By IANS,
Ghaziabad : While taking stock of previous day’s violence in this Uttar Pradesh city in which about two dozen people including three policemen were injured, senior government officials Sunday said that they would examine how illegal colonies on such a large scale came up here.
The divisional commissioner of Meerut, while addressing a meeting of senior officials here at Ghaziabad, said circumstances under which illegal constructions had come up are being examined by the government.
The inspector general of police, who also attended the meeting, said police had to be more alert and criminal intelligence had to be sensitized to stop the crime before its occurrence.
“The government is examining how such huge colonization came up on public land. Apparently only land grabbers cannot be held solely responsible for illegal colonization. Officials of the departments on whose land the colonization came up seem to be involved,” Meerut Divisional Commissioner Shrawan Kumar Sharma said.

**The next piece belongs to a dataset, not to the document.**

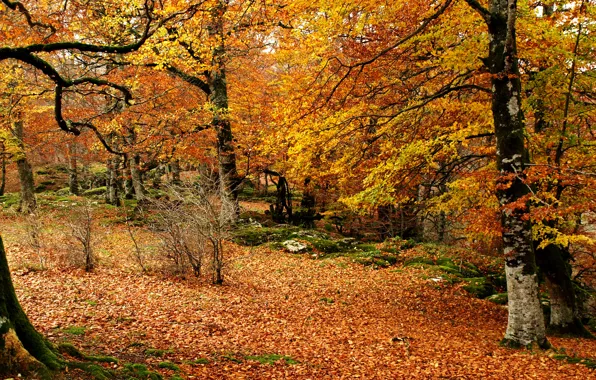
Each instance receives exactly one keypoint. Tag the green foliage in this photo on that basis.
(75, 330)
(139, 371)
(94, 192)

About two dozen people, including three policemen, were injured and many vehicles set ablaze and damaged here Saturday when people protesting the government’s move to evict them from an unauthorised colony turned violent.
Police used teargas and fired in the air to disperse the mob after a large number of people gathered and blocked the Ghaziabad-Greater Noida Expressway on National Highway (NH) 24, officials said.
Earlier, on the instructions of the cabinet secretary, the Noida, Greater Noida and Ghaziabad administration launched a drive to raze illegal constructions along the Hindon river.
According to officials, no construction is allowed within 400 metres of the main stream of the river but land grabbers had sold plots to people who had built houses without any approval from the authorities.
These illegal structures had created hindrances in the construction of the expressway, so the joint team of irrigation department and district administration had launched the demolition drive, officials said.